The group exhibition Bodyness took place at Schauwerk Berlin as a three-month presentation bringing together four artists whose works all engage with the body—its visibility, its construction, and its shifting meanings.

Across different media, the exhibition explores how bodies are perceived, shaped, consumed, and controlled. It reflects on the body not as a stable form, but as something constantly negotiated between subject and object, presence and product. Bodyness becomes a space where physicality, image, and perception overlap—raising questions about identity, agency, and the politics of looking.

As one of the participating artists, I presented three works: “Am I an Object to You?”, “I Am an Object”, and the sculpture “Madonna.”

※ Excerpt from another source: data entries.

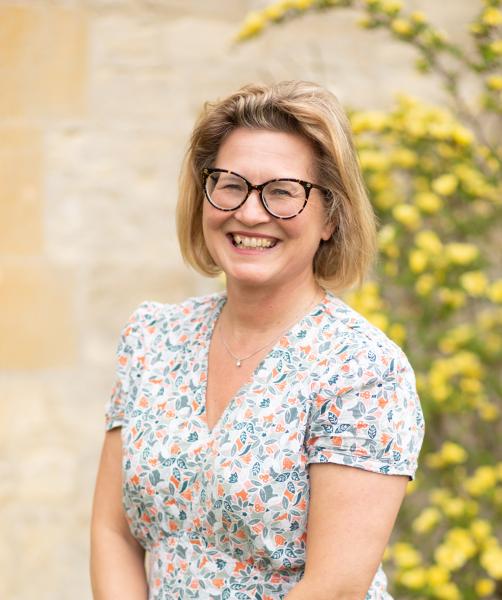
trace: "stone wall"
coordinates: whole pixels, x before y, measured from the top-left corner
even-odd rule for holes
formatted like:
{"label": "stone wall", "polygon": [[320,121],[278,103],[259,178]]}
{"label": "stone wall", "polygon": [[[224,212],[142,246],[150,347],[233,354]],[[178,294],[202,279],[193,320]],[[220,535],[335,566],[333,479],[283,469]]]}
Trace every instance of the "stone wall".
{"label": "stone wall", "polygon": [[[263,3],[261,3],[263,4]],[[87,600],[88,524],[120,328],[215,288],[181,262],[176,178],[201,103],[315,79],[347,105],[441,100],[349,11],[242,46],[253,0],[0,1],[0,597]],[[465,35],[474,0],[408,1]]]}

The print works investigate what happens when female bodies are engineered for consumption—digitally perfected, silenced, and stripped of agency. Through hyper-feminized, manipulated portraits, they explore the fragile boundary between subject and object, asking what remains of identity when the body becomes image. These figures do not age, do not speak, do not resist. The works question: what do we see when we look at a body—presence, or product? And who defines beauty, desirability, and visibility?

The sculpture “Madonna” expands this reflection into space. It engages with the tension between the archetypes of the “holy” and the “sexual,” addressing the Madonna–whore dichotomy and the ways women are often reduced to binary categories through the male gaze. The work proposes a reinterpretation of the Madonna figure as something more complex—holding contradiction rather than resolving it.

Together, the works presented in Bodyness reflect on the body as a site of projection, control, and resistance, questioning the systems that shape how it is seen and understood.